L’examen du projet de loi constitutionnelle portant sur l’autonomie de la Corse, retardé par les discussions sur le budget, pourrait être étudié « au début de l’année 2026 », a annoncé vendredi le président autonomiste du Conseil exécutif de l’île, Gilles Simeoni, à la suite d’un échange avec le Premier ministre Sébastien Lecornu.
« Sur la forme et sur le fond », la rencontre avec le Premier ministre, d’une durée de près de deux heures, a été « extrêmement positive », a indiqué M. Simeoni devant quelques journalistes. Il a souligné la « volonté claire » de M. Lecornu « de respecter y compris le calendrier, en tenant compte néanmoins des contraintes » liées aux débats budgétaires.

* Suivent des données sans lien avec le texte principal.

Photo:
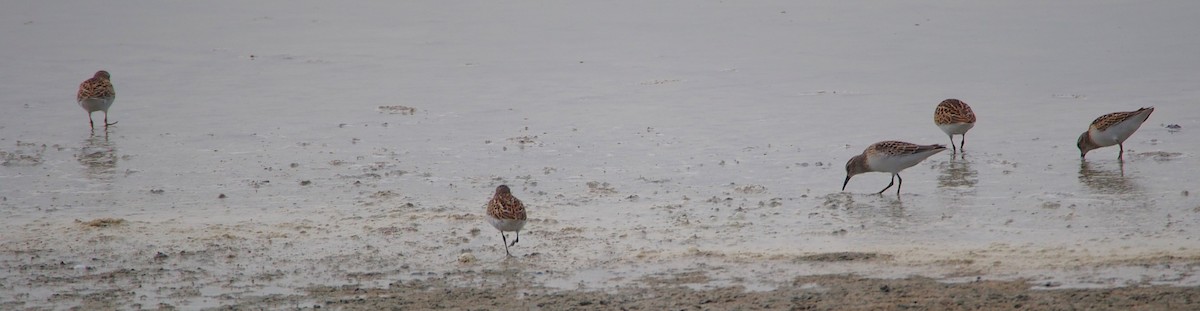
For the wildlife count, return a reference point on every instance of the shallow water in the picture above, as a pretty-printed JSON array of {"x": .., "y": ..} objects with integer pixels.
[{"x": 709, "y": 138}]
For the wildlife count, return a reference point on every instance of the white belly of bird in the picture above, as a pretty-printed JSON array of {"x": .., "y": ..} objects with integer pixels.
[
  {"x": 955, "y": 129},
  {"x": 505, "y": 225},
  {"x": 1119, "y": 132},
  {"x": 96, "y": 105}
]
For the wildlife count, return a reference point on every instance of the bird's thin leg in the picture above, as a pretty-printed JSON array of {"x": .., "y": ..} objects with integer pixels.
[
  {"x": 505, "y": 238},
  {"x": 889, "y": 185}
]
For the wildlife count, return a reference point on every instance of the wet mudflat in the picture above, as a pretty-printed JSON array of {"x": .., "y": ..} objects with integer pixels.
[{"x": 313, "y": 155}]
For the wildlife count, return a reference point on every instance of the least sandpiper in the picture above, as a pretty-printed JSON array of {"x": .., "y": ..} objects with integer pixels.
[
  {"x": 1111, "y": 130},
  {"x": 507, "y": 213},
  {"x": 889, "y": 156},
  {"x": 954, "y": 117},
  {"x": 96, "y": 95}
]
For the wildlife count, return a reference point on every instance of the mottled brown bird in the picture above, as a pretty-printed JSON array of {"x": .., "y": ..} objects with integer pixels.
[
  {"x": 507, "y": 213},
  {"x": 96, "y": 95},
  {"x": 954, "y": 117}
]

Le Premier ministre, désormais en charge du dossier corse – auparavant géré par le ministère de l’Intérieur – souhaiterait que le texte de révision constitutionnelle soit examiné dès le début de l’année 2026. Il compte pour cela consulter les présidents des deux chambres, Gérard Larcher pour le Sénat et Yaël Braun-Pivet pour l’Assemblée nationale, afin de déterminer si cette inscription interviendra avant les élections municipales ou, plus vraisemblablement, juste après.
Un calendrier politique resserré autour de l’autonomie corse
Les élections municipales sont prévues les 15 et 22 mars prochains. Le projet de révision constitutionnelle, visant à renforcer l’autonomie de la Corse « dans la République », a été validé en Conseil des ministres le 31 juillet, malgré les réserves émises par le Conseil d’État. Il devait initialement être examiné par le Sénat en octobre, puis transmis à l’Assemblée nationale.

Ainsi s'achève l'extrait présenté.